The issue with Signal is that your phone number is metadata. And people who think metadata is "just" data or that cross-referencing is some kind of sci-fi nonsense, are fundamentally misunderstanding how modern surveillance works.
By requiring phone numbers, Signal, despite its good encryption, inherently builds a social graph. The server operators, or anyone who gets that data, can see a map of who is talking to whom. The content is secure, but the connections are not.
Being able to map out who talks to whom is incredibly valuable. A three-letter agency can take the map of connections and overlay it with all the other data they vacuum up from other sources, such as location data, purchase histories, social media activity. If you become a "person of interest" for any reason, they instantly have your entire social circle mapped out.
Worse, the act of seeking out encrypted communication is itself a red flag. It's a perfect filter: "Show me everyone paranoid enough to use crypto." You're basically raising your hand.
So, in a twisted way, Signal being a tool for private conversations, makes it a perfect machine for mapping associations and identifying targets. The fact that it operates using a centralized server located in the US should worry people far more than it seems to.
The kicker is that thanks to gag orders, companies are legally forbidden from telling you if the feds come knocking for this data.

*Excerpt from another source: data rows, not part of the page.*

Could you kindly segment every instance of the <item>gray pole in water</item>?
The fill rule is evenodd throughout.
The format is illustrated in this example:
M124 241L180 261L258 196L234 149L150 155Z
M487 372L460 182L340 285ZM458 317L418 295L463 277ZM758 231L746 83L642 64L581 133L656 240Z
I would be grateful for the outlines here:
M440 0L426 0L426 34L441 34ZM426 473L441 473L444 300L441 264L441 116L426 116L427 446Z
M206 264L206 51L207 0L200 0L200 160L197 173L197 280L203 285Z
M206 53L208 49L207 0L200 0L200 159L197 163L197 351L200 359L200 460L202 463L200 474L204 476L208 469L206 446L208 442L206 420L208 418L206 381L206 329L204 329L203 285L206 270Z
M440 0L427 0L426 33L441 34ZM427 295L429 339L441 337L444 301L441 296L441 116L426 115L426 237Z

So even if Signal's intentions are pure, we'd never know how the data it collects is being used. The potential for abuse is baked right into the phone-number requirement.
The fact that Signal is operated centrally, and it's being developed by people with connections to US intelligence while being constantly pushed as the best solution for private communication should give everyone a pause.

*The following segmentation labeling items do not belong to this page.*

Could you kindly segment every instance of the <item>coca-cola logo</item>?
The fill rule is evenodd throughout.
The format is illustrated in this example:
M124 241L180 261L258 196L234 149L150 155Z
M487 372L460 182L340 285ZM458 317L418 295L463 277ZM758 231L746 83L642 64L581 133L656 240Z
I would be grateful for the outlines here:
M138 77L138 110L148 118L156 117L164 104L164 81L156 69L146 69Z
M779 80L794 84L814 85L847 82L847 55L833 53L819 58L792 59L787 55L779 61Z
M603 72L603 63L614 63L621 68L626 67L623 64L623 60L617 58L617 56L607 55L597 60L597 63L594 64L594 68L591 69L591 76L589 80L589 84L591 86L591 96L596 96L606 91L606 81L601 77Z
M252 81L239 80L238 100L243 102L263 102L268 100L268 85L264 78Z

Opinion: I think painting in Signal in such negative light is more harmful in the practical sense. Having fragmented messaging towards the public that does not care about many of these aspects just makes them a lot more hesitant to change, from my perspective.

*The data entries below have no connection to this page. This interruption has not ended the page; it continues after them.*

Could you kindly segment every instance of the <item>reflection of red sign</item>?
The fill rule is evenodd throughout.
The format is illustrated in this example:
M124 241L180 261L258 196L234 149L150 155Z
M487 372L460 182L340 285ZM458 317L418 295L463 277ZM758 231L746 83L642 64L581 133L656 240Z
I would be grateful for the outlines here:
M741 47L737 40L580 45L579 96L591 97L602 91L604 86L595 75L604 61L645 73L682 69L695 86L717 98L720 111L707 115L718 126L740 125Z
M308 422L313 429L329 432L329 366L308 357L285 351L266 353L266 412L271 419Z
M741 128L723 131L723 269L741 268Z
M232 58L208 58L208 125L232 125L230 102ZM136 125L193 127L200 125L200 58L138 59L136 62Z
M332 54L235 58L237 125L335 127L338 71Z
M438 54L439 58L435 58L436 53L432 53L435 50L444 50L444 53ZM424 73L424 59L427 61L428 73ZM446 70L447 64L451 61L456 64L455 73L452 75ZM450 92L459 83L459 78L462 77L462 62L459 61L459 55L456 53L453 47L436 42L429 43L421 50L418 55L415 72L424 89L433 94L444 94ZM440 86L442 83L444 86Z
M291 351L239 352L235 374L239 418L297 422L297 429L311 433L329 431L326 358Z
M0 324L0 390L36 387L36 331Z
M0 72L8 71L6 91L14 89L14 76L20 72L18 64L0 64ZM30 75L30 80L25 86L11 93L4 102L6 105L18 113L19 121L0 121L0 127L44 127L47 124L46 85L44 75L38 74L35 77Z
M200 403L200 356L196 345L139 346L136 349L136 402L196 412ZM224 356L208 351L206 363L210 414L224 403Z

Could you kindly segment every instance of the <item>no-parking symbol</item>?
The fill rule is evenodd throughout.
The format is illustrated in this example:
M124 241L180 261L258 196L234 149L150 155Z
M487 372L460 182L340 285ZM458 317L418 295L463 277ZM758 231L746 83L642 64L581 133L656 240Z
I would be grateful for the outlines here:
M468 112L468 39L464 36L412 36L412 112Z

We as a community should, in my opinion, pick a "good enough" solution for the majority of the people we interact with. That in itself is a market force to show interest and demand for private solutions. Most people I know don't have the tools or knowledge or time to understand nuances and all they'll hear are conflicting messages.
For us more technically inclined people: hell yeah, let's figure out the ideal model and bring it up to maturity so others can join when it's fleshed out. E.g. when lemmy came to my attention in the reddit 3rd party app fiasco, I was really confused on how to sign up and use it. And I'm no stranger to tech.
Edit: spelling
I'd probably suggest Deltachat. It's decentralized and has always on encryption, but is so incredibly simple and easy to onboard and use, and doesn't require a phone number or even an email. It also works on all platforms with a single app.
wait, doesn't it rely on the email system?
I would rather have signal possibly collect my social graph than google through gmail.
It uses a subset of the email protocol (which makes it very difficult for governments to block) but it no longer uses an an actual email address to function by default.
Even if someone did use a gmail exclusively for this (you can't use it with an email account you use for normal emails too), everything would be entirely encrypted, and only the app itself would be able to decrypt it (google would not be able to decrypt the messages). But again, no normal user is going to use an actual email address.
You can read more about how it works in their FAQ. But the short version is once you pick a username, it just gives you a QR code or link to send to people, which connects you immediately in an encrypted chat room with no faffing around with emails.